As for something that's overrated for me... Hmm, there's lots... Just a few: Hersheys (That chocolate isn't worth putting in my mouth), most insanely popular artists (Autotune. 'Nuff said), and Apple products. (I do own apple products, but I get so annoyed by people who think they're "all that" just because they own an Apple device.)


----------



## Midoriya (Nov 5, 2013)

Lunatic said:


> Really? Music? o: Some of it is definitely overrated but not all of it... But you're entitled to your opinions. I agree with you about farmers markets being underrated. I haven't gone to a regular grocery store in so long because even though they do sell fruits and vegetables, everything just isn't quite as fresh.
> 
> As for something that's overrated for me... Hmm, there's lots... Just a few: Hersheys (That chocolate isn't worth putting in my mouth), most insanely popular artists (Autotune. 'Nuff said), and Apple products. (I do own apple products, but I get so annoyed by people who think they're "all that" just because they own an Apple device.)

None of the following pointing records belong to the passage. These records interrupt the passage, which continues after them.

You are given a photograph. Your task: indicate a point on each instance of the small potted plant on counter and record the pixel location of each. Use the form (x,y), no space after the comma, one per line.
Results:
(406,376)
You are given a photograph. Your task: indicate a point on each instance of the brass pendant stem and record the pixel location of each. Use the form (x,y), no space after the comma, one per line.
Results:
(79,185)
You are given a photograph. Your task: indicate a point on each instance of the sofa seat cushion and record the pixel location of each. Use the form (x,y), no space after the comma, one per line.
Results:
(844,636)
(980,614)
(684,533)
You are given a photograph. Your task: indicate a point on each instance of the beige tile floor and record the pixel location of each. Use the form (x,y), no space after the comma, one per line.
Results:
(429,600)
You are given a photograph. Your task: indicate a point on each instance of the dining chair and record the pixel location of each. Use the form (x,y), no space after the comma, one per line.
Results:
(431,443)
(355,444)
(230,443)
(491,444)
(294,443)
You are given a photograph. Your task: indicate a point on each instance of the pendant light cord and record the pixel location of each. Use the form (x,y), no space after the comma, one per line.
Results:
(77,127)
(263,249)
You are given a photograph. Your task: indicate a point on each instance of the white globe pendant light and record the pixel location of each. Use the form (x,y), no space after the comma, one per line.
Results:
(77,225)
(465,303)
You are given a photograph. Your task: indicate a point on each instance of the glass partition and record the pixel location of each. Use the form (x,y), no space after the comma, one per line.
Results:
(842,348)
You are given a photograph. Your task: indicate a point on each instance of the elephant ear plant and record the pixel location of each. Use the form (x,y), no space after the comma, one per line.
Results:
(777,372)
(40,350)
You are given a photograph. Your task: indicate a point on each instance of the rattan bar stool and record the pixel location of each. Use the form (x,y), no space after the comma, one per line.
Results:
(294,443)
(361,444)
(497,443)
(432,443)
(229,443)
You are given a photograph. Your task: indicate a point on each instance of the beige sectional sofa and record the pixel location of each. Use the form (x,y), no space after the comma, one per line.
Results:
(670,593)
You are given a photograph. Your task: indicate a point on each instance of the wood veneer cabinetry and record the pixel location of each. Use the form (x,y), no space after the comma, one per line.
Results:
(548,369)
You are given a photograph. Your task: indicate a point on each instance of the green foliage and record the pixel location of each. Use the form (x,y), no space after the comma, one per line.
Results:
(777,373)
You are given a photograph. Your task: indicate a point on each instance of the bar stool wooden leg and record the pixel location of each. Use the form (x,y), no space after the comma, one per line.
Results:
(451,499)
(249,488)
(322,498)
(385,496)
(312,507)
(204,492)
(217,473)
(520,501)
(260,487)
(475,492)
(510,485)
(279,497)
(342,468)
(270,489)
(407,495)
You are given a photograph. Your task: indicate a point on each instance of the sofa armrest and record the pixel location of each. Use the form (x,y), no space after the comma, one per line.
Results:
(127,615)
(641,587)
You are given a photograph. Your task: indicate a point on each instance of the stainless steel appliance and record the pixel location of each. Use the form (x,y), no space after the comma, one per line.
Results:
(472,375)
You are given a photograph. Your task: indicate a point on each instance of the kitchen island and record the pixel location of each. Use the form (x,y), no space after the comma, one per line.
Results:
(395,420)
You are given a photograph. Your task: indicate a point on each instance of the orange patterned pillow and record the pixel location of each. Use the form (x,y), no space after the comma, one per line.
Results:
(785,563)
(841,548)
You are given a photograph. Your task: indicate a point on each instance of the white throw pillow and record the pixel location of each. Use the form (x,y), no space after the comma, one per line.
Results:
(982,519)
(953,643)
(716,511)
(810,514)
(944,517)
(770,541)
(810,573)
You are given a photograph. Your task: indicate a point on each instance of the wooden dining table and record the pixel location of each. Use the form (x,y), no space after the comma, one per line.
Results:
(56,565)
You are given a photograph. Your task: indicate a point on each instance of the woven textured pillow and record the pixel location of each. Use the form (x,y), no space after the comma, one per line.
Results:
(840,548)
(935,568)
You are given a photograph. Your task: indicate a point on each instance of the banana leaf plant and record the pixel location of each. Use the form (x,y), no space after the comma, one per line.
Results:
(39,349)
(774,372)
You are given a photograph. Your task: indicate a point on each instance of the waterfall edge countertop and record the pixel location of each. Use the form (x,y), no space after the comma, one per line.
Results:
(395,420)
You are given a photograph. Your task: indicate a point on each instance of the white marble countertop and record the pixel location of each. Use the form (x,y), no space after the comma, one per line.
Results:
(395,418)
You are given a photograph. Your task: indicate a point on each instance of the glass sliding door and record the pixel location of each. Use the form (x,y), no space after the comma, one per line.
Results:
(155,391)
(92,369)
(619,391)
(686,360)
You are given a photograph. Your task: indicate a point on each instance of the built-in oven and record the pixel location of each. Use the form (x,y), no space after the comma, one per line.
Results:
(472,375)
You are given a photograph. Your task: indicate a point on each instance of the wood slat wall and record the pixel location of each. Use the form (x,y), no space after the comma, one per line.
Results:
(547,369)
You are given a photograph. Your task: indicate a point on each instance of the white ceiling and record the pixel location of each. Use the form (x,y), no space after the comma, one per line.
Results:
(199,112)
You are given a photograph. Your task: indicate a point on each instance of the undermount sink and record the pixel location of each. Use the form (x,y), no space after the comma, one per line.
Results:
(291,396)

I don't like listening to music at all.  Just my personal preference.


----------



## Zanessa (Nov 5, 2013)

Overrated: Nutella and Uggs
Underrated: Classical music and buying in bulk.
Someone told me it's too expensive to buy a 500 forks pack at Costco or BJ's, but buying 40 each week for $12.99 when the bulk can last longer for $60.. getting single packs each time is soo not worth it. .-.


----------



## Ricardo (Nov 5, 2013)

Overrated: Call of Duty and Jordans

Underrated: I guess thrift store clothing also because today I found a fancy jacket for $10


----------



## SecondSider (Nov 5, 2013)

Underrated:

Classic movies, or Criterion releases. I know people around my age would respond with something like:

"Durr, classic movies suck bcus theyre in blacknwhite, and they dont got hot girls stripping down to a bikini hurdurr! Scary Movie is funny bcus it makes fun of the Exorcist!!! Hurdurr! That movie sux!!!!!!! And foreign movies sucks too durrr!! It sux cus its not in Eng'ish hurdurr!"

Overrated:

A lot of the newer movies that teens are into, especially those dumb Adam Sandler movies.


----------



## in-a-pickle (Nov 6, 2013)

Overrated:
 Freaking iPhones- not apple, just iPhones. Everyone has one, and they're so boring and the horrible eye-scarring iOS 7 really puts the cherry on top. I actually love iMacs, but still cannot stand everyone's infatuation with iphones. Ew.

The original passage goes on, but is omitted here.